Continuation of CDOP funding approved
BERKELEY - The Career Development Opportunity Program (CDOP) will continue for at least another year and a half, allowing staff to request funds for training that will broaden their skills and enhance their UC careers. Extending the program — which now moves from pilot status to regular operation — was approved by the Vice Chancellors’ Academic Council earlier this spring.
The only significant change in the program, says CDOP director Steve Overcashier, is that awards to staff now will be based on a calendar year instead of a fiscal year, as was done during the pilot phase. Each staff person can use up to $5,250 per year to pay for training and classes.
“This shift affects those staff who have received or will receive CDOP funds between Jan. 1 and June 30, 2003,” he explains. “For example, if an employee has used $2,000 for classes during that time period, then they have $3,250 left for the rest of 2003. Starting on Jan. 1, 2004, these staff will then have the full $5,250 available.”
Staff who haven’t used any CDOP funds between Jan. 1 and June 30, 2003, can use their full 2003 award of $5,250 between July 1 and the end of the year.

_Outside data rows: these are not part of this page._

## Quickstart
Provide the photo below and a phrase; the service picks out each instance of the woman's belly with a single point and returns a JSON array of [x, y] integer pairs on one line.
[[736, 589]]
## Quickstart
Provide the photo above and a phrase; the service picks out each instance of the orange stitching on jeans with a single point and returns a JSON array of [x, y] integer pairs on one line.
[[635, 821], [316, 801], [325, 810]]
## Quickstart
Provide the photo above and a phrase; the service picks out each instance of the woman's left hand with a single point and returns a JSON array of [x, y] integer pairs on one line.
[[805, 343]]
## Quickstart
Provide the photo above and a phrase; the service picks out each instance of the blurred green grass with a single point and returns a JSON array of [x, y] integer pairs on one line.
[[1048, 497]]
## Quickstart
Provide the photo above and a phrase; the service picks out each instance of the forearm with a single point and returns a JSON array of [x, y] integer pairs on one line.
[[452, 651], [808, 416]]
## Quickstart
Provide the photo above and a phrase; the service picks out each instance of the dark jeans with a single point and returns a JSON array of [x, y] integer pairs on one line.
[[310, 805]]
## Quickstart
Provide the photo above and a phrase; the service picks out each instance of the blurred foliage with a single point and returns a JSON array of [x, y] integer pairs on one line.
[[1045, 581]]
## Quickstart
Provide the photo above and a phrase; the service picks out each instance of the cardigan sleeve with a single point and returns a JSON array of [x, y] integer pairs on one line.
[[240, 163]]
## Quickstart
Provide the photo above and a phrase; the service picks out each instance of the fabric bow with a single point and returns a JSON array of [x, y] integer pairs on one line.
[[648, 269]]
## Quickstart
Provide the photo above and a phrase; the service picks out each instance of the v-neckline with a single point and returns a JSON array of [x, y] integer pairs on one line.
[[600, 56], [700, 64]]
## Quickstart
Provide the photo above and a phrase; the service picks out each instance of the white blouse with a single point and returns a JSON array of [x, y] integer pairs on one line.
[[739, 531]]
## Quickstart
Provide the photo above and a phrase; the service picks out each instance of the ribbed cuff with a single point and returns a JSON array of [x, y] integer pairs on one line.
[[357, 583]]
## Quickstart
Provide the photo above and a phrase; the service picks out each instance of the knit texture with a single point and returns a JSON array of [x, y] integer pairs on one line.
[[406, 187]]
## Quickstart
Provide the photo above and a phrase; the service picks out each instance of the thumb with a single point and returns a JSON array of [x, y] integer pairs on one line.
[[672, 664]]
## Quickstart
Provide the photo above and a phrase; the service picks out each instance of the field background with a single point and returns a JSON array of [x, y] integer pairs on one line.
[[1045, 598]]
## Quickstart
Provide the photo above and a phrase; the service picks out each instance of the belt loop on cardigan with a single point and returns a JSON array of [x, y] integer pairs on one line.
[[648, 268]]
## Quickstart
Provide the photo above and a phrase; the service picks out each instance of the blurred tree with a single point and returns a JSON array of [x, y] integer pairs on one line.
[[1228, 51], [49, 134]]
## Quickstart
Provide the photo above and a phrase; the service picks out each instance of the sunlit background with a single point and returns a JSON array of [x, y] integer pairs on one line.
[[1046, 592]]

“We know this policy change may seem restrictive,” says Overcashier, “but it keeps us within guidelines put forth by the Internal Revenue Service.”
Other hallmarks of the program remain intact:
- funds are intended for career and professional development for future job opportunities within the UC system;
- awards cover the cost of instruction, books and course material, and non-local travel;
- eligible staff can receive up to 40 hours of release time with the approval of their supervisor;
- part-time, limited appointment, Temporary Assistance Program (TAP), and casual-restricted staff can apply;
- staff can also use the money for career counseling sessions.
Applications for funds are reviewed by a committee of staff members and take about four weeks to process. Applications for the career counseling sessions are reviewed directly by the service providers, and are usually processed within a week.
During its pilot phase, which began last August, the program provided more than $2.4 million in funds to nearly 2,000 staff. The awards were used for a wide-range of learning activities, such classes at UC Extension, courses towards undergraduate and graduate degrees, or workshops offered at trade-specific conferences.